菊澤研宗教授による【ドラッカー再発見】 その4
96歳という長寿を生きたドラッカーの前半生の集大成ともいうべき著作が、『現代の経営』(1954年、ドラッカー45歳の作品)です。
ニューヨーク大学の教授として経営学者の地位を確立したドラッカーが、これまでの考えを統合する書として書き上げたと言われています。
彼は、この本をもって「マネジメントの発明者」の称号を得ることになりました。
ドラッカーは、『産業人の未来』の後に、同書を読んだアルフレッド・スローンの招きでGM社の調査研究を行い、その成果は三作目の『企業とは何か』(1946年37歳時)にまとめられました。
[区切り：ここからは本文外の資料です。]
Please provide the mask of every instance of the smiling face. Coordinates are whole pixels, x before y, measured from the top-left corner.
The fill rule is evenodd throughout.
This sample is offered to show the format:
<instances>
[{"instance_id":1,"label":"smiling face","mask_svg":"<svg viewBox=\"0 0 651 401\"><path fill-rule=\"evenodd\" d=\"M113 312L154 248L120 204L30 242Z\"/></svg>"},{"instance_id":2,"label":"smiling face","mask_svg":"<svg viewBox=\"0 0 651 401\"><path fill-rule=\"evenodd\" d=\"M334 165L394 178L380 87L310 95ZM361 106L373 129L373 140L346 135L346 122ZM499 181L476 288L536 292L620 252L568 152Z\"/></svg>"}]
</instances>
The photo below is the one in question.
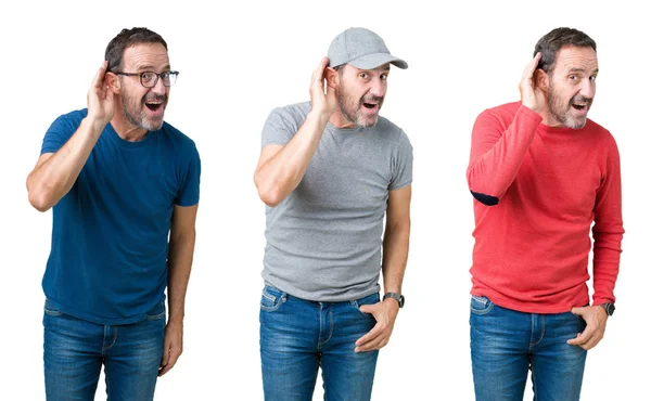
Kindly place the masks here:
<instances>
[{"instance_id":1,"label":"smiling face","mask_svg":"<svg viewBox=\"0 0 651 401\"><path fill-rule=\"evenodd\" d=\"M597 52L592 48L561 48L553 72L548 75L544 124L583 128L597 90L598 73Z\"/></svg>"},{"instance_id":2,"label":"smiling face","mask_svg":"<svg viewBox=\"0 0 651 401\"><path fill-rule=\"evenodd\" d=\"M388 64L374 69L359 69L347 64L340 69L339 112L345 126L372 127L378 122L388 70Z\"/></svg>"},{"instance_id":3,"label":"smiling face","mask_svg":"<svg viewBox=\"0 0 651 401\"><path fill-rule=\"evenodd\" d=\"M125 49L124 73L169 72L167 50L161 43L140 43ZM135 128L155 131L163 126L163 115L169 98L169 88L158 81L153 88L140 83L140 76L118 75L123 111L127 121Z\"/></svg>"}]
</instances>

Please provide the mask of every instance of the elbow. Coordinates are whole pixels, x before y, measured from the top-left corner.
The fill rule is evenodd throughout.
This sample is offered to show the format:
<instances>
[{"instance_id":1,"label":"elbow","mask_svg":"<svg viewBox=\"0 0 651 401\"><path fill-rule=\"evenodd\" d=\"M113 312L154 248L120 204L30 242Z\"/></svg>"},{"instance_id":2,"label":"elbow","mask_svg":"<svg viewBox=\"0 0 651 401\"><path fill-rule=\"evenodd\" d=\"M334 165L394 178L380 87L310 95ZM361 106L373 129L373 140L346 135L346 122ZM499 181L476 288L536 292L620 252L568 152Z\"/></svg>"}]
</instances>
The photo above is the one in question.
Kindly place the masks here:
<instances>
[{"instance_id":1,"label":"elbow","mask_svg":"<svg viewBox=\"0 0 651 401\"><path fill-rule=\"evenodd\" d=\"M470 191L472 196L477 199L481 204L486 206L495 206L499 203L499 198L497 196L486 195L481 192Z\"/></svg>"},{"instance_id":2,"label":"elbow","mask_svg":"<svg viewBox=\"0 0 651 401\"><path fill-rule=\"evenodd\" d=\"M269 207L276 207L282 202L283 198L278 187L276 185L270 185L266 183L258 171L256 171L253 176L253 181L255 182L255 187L257 189L258 196L260 200L265 203L265 205Z\"/></svg>"},{"instance_id":3,"label":"elbow","mask_svg":"<svg viewBox=\"0 0 651 401\"><path fill-rule=\"evenodd\" d=\"M42 193L42 191L28 190L29 204L38 211L44 212L50 210L52 205L48 202L48 197Z\"/></svg>"},{"instance_id":4,"label":"elbow","mask_svg":"<svg viewBox=\"0 0 651 401\"><path fill-rule=\"evenodd\" d=\"M265 205L269 207L276 207L282 202L282 197L278 193L278 191L270 190L260 190L258 187L258 196L260 200L265 203Z\"/></svg>"}]
</instances>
「自由な産業社会」の主役が企業であることを透徹していたドラッカーは、企業が社会責任を果たすということは、どういうことなのか。企業経営にどのようにして自由を取り込むことが出来るのかに思いを巡らせていきました。
そして、その問いに答える鍵は「マネジメント」にあると考えたのでした。
「来るべき自由な産業社会の主役である企業経営のあり方として、「人間主義的マネジメント」という概念を掲げ、具体的なマネジメント論を展開した。」
菊澤先生は、この本をこのように概観しています。
「人間主義的マネジメント」とは、『産業人の未来』で明らかにした「機能する社会」のあり方を、具体的な企業経営論に落とし込んだものと言えるでしょう。
・自由人(自律的人間)である社員に対して、「位置」と「役割」を与える。
・企業は、社会の利益を会社の利益に転換することで、権力の「正統性」を与えられる。
・マネジメントとは、事業に命を吹き込むダイナミックな存在、有機的な機能である。